Monday, February 27, 2012

Picture book Monday - A review of Bambino and Mr. Twain

Most of us have authors whom we greatly admire. One of my favorites is Samuel Clemens, whose nom de plume was Mark Twain. I like his books, but I think I like his story and the articles he wrote even more. Samuel Clemens was greatly admired in his own lifetime, which is wonderful for people like me because it means that many of his stories, speeches, and articles have been saved.

One of these stories is told in today's picture book. As I read the narrative, I found out that Samuel had a very dark period in his life, and that it took the loss of a cat to help him come out into the sunshine once more.

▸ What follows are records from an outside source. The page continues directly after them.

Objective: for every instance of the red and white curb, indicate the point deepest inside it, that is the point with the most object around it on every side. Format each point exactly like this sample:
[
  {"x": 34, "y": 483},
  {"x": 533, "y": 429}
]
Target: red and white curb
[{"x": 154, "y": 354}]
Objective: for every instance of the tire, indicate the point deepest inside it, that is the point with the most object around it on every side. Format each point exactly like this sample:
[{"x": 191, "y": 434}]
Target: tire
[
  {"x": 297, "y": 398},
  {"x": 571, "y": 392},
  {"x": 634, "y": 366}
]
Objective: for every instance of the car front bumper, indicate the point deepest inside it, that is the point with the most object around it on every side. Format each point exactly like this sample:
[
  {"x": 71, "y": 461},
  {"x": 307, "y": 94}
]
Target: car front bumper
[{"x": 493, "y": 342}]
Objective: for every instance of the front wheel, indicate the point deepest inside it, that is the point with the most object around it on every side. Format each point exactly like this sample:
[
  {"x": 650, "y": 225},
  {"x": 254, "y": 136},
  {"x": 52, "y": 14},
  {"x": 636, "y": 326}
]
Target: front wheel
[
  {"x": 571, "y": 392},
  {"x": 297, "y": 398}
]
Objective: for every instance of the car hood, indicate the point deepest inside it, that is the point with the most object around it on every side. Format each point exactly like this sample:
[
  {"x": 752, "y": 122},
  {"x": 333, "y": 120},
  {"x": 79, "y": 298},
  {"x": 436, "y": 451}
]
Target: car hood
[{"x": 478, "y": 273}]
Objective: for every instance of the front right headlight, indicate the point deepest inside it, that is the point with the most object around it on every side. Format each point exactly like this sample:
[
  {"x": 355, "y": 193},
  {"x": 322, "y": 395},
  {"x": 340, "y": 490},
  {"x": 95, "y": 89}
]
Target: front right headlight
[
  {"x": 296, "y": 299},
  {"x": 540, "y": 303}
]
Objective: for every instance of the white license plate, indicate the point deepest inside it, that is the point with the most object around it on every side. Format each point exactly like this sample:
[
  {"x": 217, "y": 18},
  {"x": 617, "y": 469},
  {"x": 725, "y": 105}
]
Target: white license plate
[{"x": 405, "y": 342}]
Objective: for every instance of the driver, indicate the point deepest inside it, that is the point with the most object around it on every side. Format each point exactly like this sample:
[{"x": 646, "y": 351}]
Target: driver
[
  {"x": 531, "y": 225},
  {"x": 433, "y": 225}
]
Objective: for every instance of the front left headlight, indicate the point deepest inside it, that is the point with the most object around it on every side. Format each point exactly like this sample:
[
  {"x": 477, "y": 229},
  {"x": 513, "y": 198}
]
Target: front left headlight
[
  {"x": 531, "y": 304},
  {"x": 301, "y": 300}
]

Bambino and Mr. TwainBambino and Mr. Twain
P.I. Maltbie
Illustrated by Daniel Miyares
Historical Fiction Picture Book
For ages 7 to 9
Charlesbridge, 2012, 978-1-58089-272-8
   Mr. Sam Clements (who is also Mark Twain) is grieving. His much-loved wife Livy has died, and poor Sam cannot seem to bring himself to engage in life the way he used to. His oldest daughter, Clara, is staying at a hospital, trying to recover from the stress and grief of losing her mother, and in her absence her cat Bambino is staying with Sam in his New York City house.
   These days, Sam does not go out and attend dinner parties. He does not want to meet any of his fans, and he never wears the white suits that Livy liked so much. Instead, he spends his days indoors, brooding on his loss and refusing to be comforted. The only person who seems to understand how he is feeling is Bambino. The cat plays with Sam and keeps him company as he lies in bed “reading, writing, and grumbling.”
   Then one day Bambino escapes from the house, and Sam is so upset that he posts an announcement in the newspaper offering a reward of five dollars to anyone who finds Bambino and brings him home. People from all walks of life bring cats to Sam, offering to loan or give their pet to the famous author in the hope that having their cat in his home will stop him “from being sad.” Sam is greatly moved by the obvious affection his visitors have for him. Who knew that the loss of a cat could cause such a sensation.
   Based on a true story about Sam Clemens and his cat Bambino, this delightful picture book well charm readers who have an interest in Mark Twain’s colorful life story. Readers will be interested to see that the great man learns something very valuable from his encounter with Bambino. It would seem that there are times when animals can have a profound effect on our lives.
   An author’s note at the back of the book provides readers with further information about Sam Clemens and Bambino.